Other speakers included Julian Assange who phoned in to discuss privacy and government issues. Assange told the conference that privacy advocates and hackers should take it upon themselves to fight against government surveillance. And although the outlook for privacy backers may look grim, considering the massive leakage by Snowden showing the destruction of privacy, Greenwald had positive words in the end.

Greenwald said, “One of most significant outcomes of the last few months has been the increased awareness of the importance of encryption and privacy,” referring to the sudden transition of awareness as a “remarkable sea change”. Realizing the loss of privacy and the growth of the surveillance state, the former Guardian journalist noted that democratic processes would not change proper policy, calling the system a duped one.

The Brazilian-based journalist offered a different message of change. Greenwald explained, “When it’s no longer we in fear of them, but they in fear of us, that’s when these policies will change.” While refraining from going into detail, Greenwald made sure to point out that Snowden’s actions were in the defense of civil liberty advocates, and that making such moves costed Snowden, however, for Brazil or Germany to pick up Snowden’s tab would cost much less.

Calling it an “ethical” and “moral” obligation, Greenwald explained that Germany and Brazil should return the favor of protecting rights, just as Snowden did for both countries.

As Greenwald, his accomplices and Snowden continue to prepare and release more information, lawmakers in the House are using the leaks to push tightening legislation on the NSA. The USA Freedom Act, which has been heavily promoted by Rep. Justin Amash, offers somewhat of a reel-in reform by policymakers. All together, the bill stands for “Uniting and Strengthening America by Fulfilling Rights and Ending Eavesdropping, Dragnet-collection, and Online-Monitoring Act”.

Interestingly, the USA Freedom Act would open up a position in the NSA for a “special advocate” who would oversee operations, on a pro-privacy basis.

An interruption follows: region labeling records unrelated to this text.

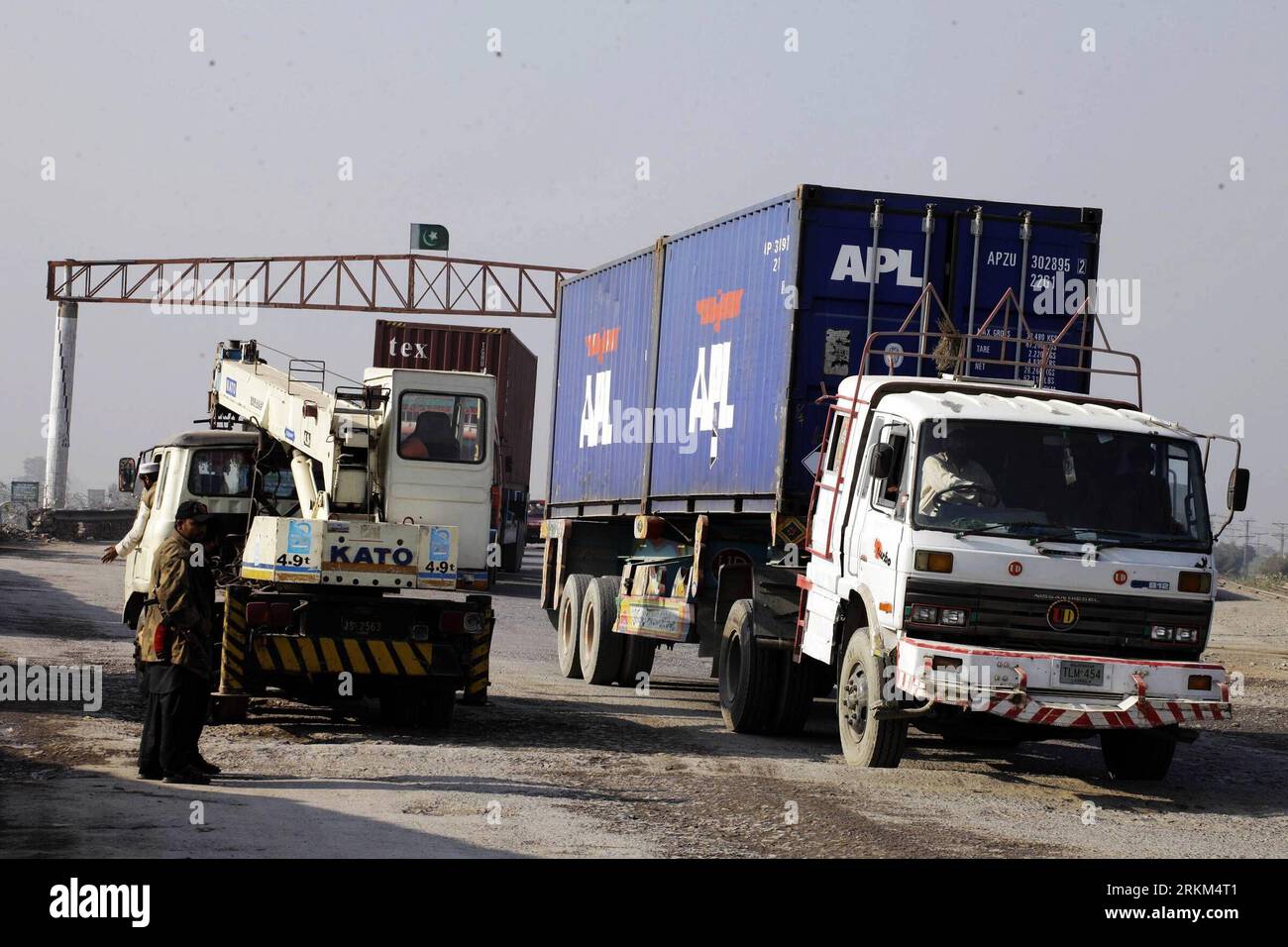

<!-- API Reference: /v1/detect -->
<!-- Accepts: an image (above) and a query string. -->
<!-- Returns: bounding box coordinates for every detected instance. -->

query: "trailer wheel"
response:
[555,574,593,678]
[769,651,827,736]
[836,627,909,768]
[1100,728,1176,780]
[720,598,781,733]
[617,635,657,686]
[579,576,626,684]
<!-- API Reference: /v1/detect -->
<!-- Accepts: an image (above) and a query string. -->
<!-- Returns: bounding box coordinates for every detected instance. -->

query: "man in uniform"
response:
[103,460,161,562]
[138,500,219,785]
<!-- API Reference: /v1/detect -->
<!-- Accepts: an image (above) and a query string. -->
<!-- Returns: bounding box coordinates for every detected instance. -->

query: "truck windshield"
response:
[188,447,295,500]
[398,391,486,464]
[913,420,1212,550]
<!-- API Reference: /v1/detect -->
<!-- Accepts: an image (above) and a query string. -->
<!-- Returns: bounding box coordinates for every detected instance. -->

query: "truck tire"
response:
[617,635,657,686]
[720,598,781,733]
[577,576,626,684]
[1100,730,1176,780]
[555,574,593,678]
[769,651,827,736]
[836,627,909,768]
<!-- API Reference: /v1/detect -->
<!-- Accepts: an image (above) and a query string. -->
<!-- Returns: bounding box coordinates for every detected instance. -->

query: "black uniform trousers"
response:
[139,663,210,773]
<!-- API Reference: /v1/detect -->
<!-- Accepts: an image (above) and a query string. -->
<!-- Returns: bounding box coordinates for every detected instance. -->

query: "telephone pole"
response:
[1271,523,1288,559]
[1239,519,1256,578]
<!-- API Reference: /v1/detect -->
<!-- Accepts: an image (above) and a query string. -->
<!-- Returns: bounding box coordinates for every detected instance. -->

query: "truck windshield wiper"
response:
[954,519,1050,539]
[1029,528,1124,549]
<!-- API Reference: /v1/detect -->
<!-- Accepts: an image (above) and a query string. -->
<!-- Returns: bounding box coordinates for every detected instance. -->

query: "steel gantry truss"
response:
[46,254,581,318]
[43,254,581,507]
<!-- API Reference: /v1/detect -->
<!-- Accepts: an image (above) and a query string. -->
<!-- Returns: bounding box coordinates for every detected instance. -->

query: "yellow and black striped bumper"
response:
[461,628,492,704]
[252,634,434,678]
[219,585,250,694]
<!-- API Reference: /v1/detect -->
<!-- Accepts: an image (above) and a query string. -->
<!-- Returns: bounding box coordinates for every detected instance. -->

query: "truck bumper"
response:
[252,634,463,678]
[894,638,1233,729]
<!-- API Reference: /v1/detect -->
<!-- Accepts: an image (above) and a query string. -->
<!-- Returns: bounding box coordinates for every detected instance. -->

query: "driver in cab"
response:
[917,428,999,517]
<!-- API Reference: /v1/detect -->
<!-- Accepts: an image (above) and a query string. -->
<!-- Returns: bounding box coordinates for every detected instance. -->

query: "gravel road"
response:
[0,543,1288,858]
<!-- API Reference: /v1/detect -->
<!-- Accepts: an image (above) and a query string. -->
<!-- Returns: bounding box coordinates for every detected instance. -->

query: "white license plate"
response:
[1060,661,1105,686]
[340,618,380,638]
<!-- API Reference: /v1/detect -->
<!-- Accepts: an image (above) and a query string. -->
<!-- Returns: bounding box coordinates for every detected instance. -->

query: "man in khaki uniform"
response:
[138,500,219,784]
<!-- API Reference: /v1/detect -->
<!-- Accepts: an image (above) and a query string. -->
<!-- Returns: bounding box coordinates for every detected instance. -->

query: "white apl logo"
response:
[577,369,613,447]
[690,342,733,460]
[832,244,922,287]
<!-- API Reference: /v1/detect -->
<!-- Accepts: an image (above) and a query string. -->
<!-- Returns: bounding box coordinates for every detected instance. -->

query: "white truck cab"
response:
[799,376,1246,779]
[362,368,498,588]
[124,430,271,627]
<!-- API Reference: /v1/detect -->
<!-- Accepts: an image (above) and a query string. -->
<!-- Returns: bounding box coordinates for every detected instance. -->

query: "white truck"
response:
[542,300,1248,780]
[799,348,1248,780]
[120,340,496,727]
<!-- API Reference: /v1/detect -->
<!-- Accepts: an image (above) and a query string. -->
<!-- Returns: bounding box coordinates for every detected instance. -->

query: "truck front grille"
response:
[905,579,1212,661]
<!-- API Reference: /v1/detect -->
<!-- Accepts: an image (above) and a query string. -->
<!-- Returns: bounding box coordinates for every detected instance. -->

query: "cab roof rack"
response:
[859,283,1142,410]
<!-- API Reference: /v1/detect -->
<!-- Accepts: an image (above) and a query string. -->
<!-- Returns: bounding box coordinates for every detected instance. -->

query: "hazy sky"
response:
[0,0,1288,541]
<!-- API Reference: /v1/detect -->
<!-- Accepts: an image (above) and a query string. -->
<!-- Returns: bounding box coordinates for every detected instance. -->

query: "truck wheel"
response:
[579,576,626,684]
[720,598,780,733]
[836,627,909,768]
[769,651,827,736]
[1100,730,1176,780]
[617,635,657,686]
[555,575,593,678]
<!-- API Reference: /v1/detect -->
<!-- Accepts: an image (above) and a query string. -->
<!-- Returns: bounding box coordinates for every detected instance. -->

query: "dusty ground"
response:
[0,544,1288,857]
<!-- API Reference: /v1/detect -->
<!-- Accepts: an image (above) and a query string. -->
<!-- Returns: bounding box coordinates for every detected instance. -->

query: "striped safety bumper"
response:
[894,638,1233,729]
[252,634,434,678]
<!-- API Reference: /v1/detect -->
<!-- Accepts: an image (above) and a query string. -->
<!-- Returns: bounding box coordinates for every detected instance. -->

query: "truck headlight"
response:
[912,549,953,573]
[1176,573,1212,595]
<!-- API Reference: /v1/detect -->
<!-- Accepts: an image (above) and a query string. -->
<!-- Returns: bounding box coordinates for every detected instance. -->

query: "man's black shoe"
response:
[161,767,210,786]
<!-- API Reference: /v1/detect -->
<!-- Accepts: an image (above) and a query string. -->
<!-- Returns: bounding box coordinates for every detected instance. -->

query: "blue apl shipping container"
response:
[549,185,1100,517]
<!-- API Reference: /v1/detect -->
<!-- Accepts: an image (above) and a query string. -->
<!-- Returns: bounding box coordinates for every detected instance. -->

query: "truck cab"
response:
[364,368,498,588]
[121,430,284,627]
[799,376,1246,779]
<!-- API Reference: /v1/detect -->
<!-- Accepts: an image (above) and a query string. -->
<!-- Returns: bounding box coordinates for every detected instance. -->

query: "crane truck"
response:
[541,185,1248,779]
[120,340,496,727]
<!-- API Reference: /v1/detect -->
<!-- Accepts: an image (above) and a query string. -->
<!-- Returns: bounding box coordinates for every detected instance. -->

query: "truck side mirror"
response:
[116,458,138,493]
[1225,467,1250,513]
[868,445,894,480]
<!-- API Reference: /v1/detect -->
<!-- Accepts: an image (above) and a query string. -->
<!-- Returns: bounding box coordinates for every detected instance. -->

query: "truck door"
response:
[846,416,912,625]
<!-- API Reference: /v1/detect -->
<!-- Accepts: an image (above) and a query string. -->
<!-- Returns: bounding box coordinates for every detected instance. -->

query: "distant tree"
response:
[1212,543,1252,576]
[1253,553,1288,579]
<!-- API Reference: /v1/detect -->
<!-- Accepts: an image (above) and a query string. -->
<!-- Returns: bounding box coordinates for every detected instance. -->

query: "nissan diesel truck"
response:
[541,185,1248,779]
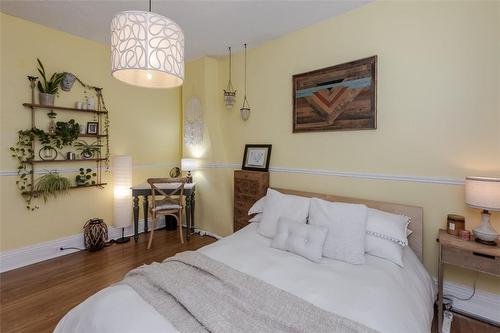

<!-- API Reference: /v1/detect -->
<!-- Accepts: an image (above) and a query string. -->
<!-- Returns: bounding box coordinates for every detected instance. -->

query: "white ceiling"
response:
[0,0,370,60]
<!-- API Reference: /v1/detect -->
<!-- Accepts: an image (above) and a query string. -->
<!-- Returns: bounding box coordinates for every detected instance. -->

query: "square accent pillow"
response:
[271,218,328,262]
[309,198,367,265]
[257,189,310,238]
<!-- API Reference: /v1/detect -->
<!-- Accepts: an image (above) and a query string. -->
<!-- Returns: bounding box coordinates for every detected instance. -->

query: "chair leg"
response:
[148,213,156,250]
[177,209,184,244]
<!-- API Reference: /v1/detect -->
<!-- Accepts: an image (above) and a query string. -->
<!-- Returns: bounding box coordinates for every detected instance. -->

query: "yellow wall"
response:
[183,1,500,293]
[0,14,181,250]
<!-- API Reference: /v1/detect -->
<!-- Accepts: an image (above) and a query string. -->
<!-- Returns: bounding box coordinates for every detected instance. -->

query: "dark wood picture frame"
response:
[87,121,99,135]
[241,144,272,171]
[292,55,377,133]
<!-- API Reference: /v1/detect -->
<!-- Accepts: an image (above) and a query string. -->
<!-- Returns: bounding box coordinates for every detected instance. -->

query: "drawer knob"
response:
[472,252,495,260]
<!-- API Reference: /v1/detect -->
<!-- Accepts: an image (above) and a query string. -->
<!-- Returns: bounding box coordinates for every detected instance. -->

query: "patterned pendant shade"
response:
[111,11,184,88]
[224,47,236,109]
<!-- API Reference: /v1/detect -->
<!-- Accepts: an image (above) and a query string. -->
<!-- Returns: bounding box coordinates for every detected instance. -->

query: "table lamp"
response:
[465,177,500,245]
[181,158,198,183]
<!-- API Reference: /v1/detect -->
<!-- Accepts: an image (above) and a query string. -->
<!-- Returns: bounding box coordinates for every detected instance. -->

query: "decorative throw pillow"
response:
[309,198,367,264]
[248,196,266,215]
[257,189,310,238]
[366,208,410,246]
[248,213,262,223]
[365,208,412,267]
[271,218,328,262]
[365,234,404,267]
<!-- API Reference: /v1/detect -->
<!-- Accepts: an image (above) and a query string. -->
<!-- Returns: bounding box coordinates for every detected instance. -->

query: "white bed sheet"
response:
[55,224,435,333]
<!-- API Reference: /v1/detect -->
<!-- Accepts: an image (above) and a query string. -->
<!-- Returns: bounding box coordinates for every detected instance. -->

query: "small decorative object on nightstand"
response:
[181,158,198,183]
[438,229,500,332]
[446,214,465,236]
[465,177,500,246]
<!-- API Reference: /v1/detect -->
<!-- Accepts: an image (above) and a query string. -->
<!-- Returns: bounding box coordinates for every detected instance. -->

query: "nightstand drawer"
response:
[441,246,500,276]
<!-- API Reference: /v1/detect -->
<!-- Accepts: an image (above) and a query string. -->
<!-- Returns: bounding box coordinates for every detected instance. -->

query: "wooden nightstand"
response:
[438,229,500,332]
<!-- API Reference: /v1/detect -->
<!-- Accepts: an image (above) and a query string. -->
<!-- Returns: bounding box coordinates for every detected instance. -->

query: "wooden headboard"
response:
[274,188,424,261]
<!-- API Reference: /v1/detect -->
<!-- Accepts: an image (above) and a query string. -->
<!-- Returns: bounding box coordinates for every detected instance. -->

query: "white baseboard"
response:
[0,219,165,273]
[434,279,500,325]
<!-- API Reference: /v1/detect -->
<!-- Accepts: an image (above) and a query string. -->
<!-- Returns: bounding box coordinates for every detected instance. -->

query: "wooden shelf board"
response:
[23,103,107,113]
[26,158,106,164]
[78,134,107,138]
[21,183,108,195]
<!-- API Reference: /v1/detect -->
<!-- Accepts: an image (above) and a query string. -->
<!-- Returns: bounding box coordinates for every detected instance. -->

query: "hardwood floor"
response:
[0,230,215,333]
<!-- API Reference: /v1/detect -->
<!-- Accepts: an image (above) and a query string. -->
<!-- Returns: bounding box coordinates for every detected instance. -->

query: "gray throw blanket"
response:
[120,251,375,333]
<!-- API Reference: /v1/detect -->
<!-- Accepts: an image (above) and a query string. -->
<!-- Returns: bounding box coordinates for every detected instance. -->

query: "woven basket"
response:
[83,218,108,251]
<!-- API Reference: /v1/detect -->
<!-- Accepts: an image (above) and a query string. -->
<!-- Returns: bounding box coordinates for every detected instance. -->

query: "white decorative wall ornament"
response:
[111,4,184,88]
[184,96,203,146]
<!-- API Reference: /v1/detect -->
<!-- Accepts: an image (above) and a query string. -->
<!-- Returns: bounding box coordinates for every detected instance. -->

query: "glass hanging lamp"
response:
[240,44,250,120]
[111,0,184,88]
[224,46,236,110]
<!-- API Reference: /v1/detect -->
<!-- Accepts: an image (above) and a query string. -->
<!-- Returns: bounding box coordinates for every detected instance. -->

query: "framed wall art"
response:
[293,56,377,133]
[241,144,272,171]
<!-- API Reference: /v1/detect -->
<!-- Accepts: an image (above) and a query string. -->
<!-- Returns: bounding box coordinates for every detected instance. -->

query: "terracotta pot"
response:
[38,93,56,106]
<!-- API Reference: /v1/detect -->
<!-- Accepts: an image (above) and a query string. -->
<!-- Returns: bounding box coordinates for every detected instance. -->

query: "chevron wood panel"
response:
[293,56,377,132]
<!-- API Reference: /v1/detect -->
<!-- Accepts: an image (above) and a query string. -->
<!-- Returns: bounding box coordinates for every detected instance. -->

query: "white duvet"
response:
[55,224,435,333]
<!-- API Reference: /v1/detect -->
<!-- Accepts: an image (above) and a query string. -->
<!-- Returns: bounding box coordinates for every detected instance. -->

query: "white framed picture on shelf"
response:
[241,144,272,171]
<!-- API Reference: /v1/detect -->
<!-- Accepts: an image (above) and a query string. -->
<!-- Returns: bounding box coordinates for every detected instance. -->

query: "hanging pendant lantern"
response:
[224,46,236,110]
[111,0,184,88]
[240,44,250,120]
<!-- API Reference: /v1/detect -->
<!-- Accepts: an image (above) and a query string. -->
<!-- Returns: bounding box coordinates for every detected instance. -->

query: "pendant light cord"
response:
[229,46,232,82]
[245,43,247,99]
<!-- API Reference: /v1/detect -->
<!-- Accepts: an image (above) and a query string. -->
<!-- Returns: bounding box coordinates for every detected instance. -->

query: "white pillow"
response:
[271,218,328,262]
[309,198,367,264]
[365,234,404,267]
[248,213,262,223]
[366,208,410,246]
[257,189,310,238]
[248,196,266,215]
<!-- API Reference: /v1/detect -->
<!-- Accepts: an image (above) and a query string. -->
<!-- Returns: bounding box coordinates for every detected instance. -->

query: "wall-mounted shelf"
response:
[23,103,107,113]
[21,183,108,195]
[78,134,108,138]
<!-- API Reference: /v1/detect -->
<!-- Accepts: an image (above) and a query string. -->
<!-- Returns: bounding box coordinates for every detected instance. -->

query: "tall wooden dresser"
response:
[233,170,269,231]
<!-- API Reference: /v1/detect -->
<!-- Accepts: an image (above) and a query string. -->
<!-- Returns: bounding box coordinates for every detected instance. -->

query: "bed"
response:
[55,189,435,333]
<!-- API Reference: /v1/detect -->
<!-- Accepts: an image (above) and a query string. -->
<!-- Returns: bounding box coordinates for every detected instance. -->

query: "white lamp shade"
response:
[465,177,500,211]
[181,158,198,171]
[111,155,132,228]
[111,10,184,88]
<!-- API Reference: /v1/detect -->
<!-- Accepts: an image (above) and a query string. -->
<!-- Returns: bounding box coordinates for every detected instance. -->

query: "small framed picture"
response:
[87,121,99,135]
[241,145,272,171]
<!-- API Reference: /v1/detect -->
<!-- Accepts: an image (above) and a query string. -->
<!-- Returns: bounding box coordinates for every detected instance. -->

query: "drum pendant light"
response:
[111,0,184,88]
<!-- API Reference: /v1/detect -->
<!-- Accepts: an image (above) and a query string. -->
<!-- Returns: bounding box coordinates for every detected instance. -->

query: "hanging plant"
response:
[10,130,38,210]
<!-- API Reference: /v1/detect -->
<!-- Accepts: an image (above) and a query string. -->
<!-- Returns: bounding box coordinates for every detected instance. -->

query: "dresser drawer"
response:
[441,246,500,276]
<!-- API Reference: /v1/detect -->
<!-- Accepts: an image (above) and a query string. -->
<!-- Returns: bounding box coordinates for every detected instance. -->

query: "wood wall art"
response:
[293,56,377,133]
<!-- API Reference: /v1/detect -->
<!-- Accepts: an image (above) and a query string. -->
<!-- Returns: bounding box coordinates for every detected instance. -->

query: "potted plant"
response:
[36,58,64,106]
[75,168,97,186]
[35,171,71,202]
[74,140,101,159]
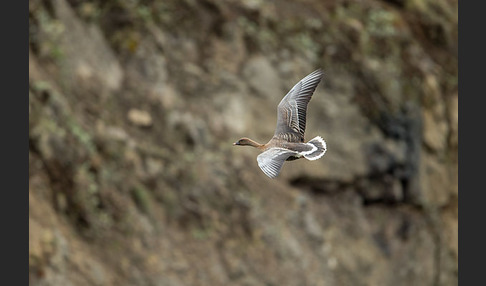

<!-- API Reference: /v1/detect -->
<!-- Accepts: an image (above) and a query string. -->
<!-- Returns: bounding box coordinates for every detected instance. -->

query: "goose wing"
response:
[275,69,324,142]
[257,147,298,178]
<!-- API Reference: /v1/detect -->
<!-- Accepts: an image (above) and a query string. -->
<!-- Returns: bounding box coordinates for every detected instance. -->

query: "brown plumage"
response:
[233,69,327,178]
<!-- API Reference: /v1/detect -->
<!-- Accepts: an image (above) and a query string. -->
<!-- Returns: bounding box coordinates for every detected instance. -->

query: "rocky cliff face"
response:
[29,0,458,285]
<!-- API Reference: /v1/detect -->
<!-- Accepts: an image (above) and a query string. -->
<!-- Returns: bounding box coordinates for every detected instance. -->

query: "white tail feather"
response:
[304,136,327,161]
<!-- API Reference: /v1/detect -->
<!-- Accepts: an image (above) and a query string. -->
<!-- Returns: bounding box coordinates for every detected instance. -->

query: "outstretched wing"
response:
[257,147,298,178]
[275,69,324,142]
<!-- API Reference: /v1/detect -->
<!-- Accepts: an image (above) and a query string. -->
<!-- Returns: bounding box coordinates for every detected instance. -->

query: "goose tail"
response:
[304,136,327,161]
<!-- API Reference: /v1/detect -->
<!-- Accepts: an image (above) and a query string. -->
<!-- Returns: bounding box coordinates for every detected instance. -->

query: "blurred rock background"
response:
[29,0,458,286]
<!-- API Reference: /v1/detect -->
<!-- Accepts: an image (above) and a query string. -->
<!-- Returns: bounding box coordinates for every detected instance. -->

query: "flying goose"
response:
[233,69,327,178]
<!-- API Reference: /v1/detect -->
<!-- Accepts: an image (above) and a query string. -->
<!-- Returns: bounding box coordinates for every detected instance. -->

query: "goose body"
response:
[233,69,327,178]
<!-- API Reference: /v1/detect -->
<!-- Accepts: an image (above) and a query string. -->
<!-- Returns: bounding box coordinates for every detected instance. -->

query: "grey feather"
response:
[257,147,298,178]
[275,69,324,142]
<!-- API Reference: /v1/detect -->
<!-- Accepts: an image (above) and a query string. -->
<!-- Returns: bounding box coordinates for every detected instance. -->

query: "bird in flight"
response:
[233,69,327,178]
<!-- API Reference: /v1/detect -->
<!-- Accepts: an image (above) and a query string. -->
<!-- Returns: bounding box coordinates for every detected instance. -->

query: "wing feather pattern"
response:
[275,69,324,142]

Packed with a large, but not an entirely sharp bite, the bill would require the NSA to stop bulk meta-data collection, throw transparency on the FISA courts by making the attorney general release court rulings to the public and give internet and telephone companies the green light to release information regarding court orders received by the FISA courts.

The House bill is chalking up many co-sponsors as well. In the beginning of December, about 70 co-sponsors backed the USA Freedom Act, and now, in the end of December, nearly 120 co-sponsors are on board. Introduced by Rep. James Sensenbrenner, the bill has also seen staunch support by freshman Congressman Thomas Massie.

With combined efforts from whistleblower Snowden, journalists and anyone in between, along with lawmaker support, it would appear reigning in the NSA is around the corner. On the other hand, the question must be asked: Has government surveillance grown so large in uses and special interests that reeling in the constructed walls of secret courts, massive data collection and international surveillance relationships near impossible?